Tue. May 30th, 2023
The silhouette of three camels at sunset.

A newly identified form of prion disease may have been quietly spreading in the brains of African camels for decades, according to a report published in the June issue Emerging infectious diseases.

The spread of the new, deadly neurodegenerative disease – similar to the well-known “mad cow disease” caused by misfolded proteins in the brain – is a major concern for communities and public health. There are tens of millions of camels in Africa in a rapidly evolving camel farming system. The animals are crucial sources of meat, milk and transportation for millions of people there. But perhaps most worryingly, prion diseases are known to spread across species, potentially posing a disease risk to consumers.

This “makes it necessary to assess the risk to humans and develop evidence-based policies to control and limit the spread of the disease in animals and minimize human exposure,” conclude the authors of the new report.

The Italian and Algerian researchers behind the report were first made aware of the new prion disease after reports from slaughterhouses described camels with telltale neurological symptoms. These include tremors, aggressiveness (biting and kicking), hyperactivity, marked up and down movements of the head, hesitation and faltering gait, loss of limb control, occasional falls, and difficulty getting up. The researchers confirmed the suspicion after inspecting three camel brains collected from symptomatic animals arriving at a slaughterhouse in Ouargla, Algeria. All three had clear signs of prion deposition and damage.

In general, prions are infectious, malformed versions of the normal prion protein (PRNP), which functions on the outside of healthy cells in the brain. The gnarled versions cause normal prion proteins to deform and malfunction, creating a cascade that leads to telltale clumps of twisted proteins. This leads to progressive damage, characterized by a spongy appearance of brain tissue and behavioral symptoms.

But that wasn’t all researchers saw in their camel samples. They also collected lymph tissue from one of the camels and found that it also showed signs of prion disease. In other types of prion disease, infectious proteins zooming around the lymphatic system suggest that the disease is contagious and jumps from animal to animal. Although they only had lymph tissue from one animal, they found evidence of prion disease in every lymph node they tested, raising concerns that the disease was being spread by another animal.

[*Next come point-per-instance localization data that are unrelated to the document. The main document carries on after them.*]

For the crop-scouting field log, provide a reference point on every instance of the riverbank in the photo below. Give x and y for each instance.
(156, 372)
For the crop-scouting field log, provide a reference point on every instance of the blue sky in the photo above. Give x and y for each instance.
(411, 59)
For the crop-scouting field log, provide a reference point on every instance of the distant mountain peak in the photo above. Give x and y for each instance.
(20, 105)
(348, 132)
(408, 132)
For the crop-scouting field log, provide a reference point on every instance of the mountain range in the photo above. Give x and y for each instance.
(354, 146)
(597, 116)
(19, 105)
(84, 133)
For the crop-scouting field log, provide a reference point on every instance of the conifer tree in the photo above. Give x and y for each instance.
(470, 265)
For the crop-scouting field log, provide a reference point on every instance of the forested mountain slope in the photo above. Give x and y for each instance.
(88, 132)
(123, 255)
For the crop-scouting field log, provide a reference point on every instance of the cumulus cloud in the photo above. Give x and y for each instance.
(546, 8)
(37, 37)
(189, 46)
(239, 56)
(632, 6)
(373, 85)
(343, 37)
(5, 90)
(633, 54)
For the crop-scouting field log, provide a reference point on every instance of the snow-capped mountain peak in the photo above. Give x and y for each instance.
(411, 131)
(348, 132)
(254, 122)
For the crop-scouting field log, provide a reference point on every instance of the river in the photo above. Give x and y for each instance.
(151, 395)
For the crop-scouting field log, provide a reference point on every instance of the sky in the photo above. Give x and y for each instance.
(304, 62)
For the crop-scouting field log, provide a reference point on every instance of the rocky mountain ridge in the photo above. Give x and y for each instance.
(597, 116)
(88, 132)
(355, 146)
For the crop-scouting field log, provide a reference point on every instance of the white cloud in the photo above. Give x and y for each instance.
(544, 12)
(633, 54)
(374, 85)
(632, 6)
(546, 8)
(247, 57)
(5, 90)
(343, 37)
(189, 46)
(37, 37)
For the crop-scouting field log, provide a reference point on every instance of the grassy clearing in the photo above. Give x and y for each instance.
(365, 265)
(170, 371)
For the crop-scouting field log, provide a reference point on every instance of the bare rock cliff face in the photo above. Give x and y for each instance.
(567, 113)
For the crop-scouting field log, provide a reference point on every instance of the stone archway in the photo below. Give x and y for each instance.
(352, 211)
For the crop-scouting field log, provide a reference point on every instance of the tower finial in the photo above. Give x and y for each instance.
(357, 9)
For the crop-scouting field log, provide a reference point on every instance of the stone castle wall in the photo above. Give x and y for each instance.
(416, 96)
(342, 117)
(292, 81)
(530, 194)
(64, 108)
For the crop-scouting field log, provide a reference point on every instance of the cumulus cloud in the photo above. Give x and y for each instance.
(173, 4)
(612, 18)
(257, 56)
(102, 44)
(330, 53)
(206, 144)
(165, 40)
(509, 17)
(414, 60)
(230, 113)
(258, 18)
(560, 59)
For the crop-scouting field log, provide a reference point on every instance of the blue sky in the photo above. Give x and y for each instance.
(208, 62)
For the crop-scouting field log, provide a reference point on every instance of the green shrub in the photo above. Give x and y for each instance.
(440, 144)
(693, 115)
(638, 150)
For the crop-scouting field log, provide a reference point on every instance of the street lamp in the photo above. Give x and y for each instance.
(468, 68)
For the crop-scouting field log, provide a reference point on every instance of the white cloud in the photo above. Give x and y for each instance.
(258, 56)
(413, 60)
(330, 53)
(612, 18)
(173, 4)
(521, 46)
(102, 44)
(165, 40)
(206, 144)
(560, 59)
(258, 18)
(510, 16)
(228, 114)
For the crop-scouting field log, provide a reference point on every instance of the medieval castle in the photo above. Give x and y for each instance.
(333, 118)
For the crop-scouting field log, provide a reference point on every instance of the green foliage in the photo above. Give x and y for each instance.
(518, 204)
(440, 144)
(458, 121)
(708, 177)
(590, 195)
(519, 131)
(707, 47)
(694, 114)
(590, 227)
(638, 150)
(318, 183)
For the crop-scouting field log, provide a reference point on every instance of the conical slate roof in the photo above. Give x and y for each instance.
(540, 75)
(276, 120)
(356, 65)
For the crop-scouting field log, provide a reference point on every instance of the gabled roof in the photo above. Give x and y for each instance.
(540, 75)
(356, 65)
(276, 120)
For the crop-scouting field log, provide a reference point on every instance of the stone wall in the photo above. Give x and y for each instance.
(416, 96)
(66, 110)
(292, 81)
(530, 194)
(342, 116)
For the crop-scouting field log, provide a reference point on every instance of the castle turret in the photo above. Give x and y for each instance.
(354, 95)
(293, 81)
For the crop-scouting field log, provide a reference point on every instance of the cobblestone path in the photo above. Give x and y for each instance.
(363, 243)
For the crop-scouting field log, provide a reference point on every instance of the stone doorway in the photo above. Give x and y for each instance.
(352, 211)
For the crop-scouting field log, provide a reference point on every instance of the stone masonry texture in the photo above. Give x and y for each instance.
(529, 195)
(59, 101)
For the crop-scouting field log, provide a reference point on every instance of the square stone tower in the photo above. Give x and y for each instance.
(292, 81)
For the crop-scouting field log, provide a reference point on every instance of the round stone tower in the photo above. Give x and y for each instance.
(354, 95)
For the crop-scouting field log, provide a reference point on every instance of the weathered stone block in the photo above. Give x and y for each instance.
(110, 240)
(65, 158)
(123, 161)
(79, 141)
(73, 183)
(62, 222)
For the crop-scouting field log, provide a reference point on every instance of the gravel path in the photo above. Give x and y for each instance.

Looking further at the slaughterhouse data, the researchers found more reports of similarly sick camels. In 2015, 20 out of 937 camels showed the neurological symptoms, while 51 out of 1,322 did in 2016. That suggests a prevalence of about 3 percent. And reports from camel breeders and slaughterhouse workers suggested such cases date back to the 1980s.

disease madness

Harking back to the 1980s raises some eyebrows related to the timing of a new prion disease epidemic. Prions cause a variety of diseases in other animals, including Creutzfeldt-Jakob disease (a prion disease in humans), scrapie (affecting sheep and goats), and chronic wasting disease (found in mule deer, elk, and reindeer). But the most well-known is bovine spongiform encephalopathy (BSE, also known as mad cow disease). A massive BSE epidemic began in 1986 in the UK, eventually leading health experts to diagnose more than 180,000 cattle with the deadly disease and slaughter millions more in eradication, costing an estimated $7.1 billion in total.

In contrast to the situation with camel prion disease, BSE does not jump easily from animal to animal. Experts instead blamed the spread of the disease on contaminated feed. At that time it was common to grind cow remains into a protein-rich powder and add it to the feed of other cows. If the powder came from cows that were sick with BSE, it could contain infectious prions, regardless of how the feed was treated. Prions are resistant to heat, radiation, enzymes that normally break down proteins, and protein-altering chemicals, such as formaldehyde.

Likewise, humans (and some other animals, such as cats) who ate meat from infected livestock can also get the disease. According to the US Food and Drug Administration, an estimated 231 people worldwide have become ill with a deadly prion disease linked to the consumption of contaminated beef. The use of beef protein in animal feed was banned in the US, UK and elsewhere during the epidemic.

Although molecular data showed that the camels had prions that appeared slightly different from those in BSE, the researchers could not rule out that the camels’ prion disease originated in BSE-contaminated meat from abroad.

For now it’s too early to say. “The Origin of [camel prion disease] is unknown,” they conclude. “It could be a disease unique to dromedaries or a disease resulting from the transmission of a prion disease from another species.” They also note that camels tend to seek out the “widespread” waste dumps in the Sahara, near oil extraction plants. It also cannot be ruled out that they ate prion-contaminated waste, the authors note.

Regardless of its origin, the researchers say the disease requires “urgent” surveillance and further research to reduce risks to humans and animals.

Emerging infectious diseases2018. DOI:10.3201/eid2406.172007 (About DOIs).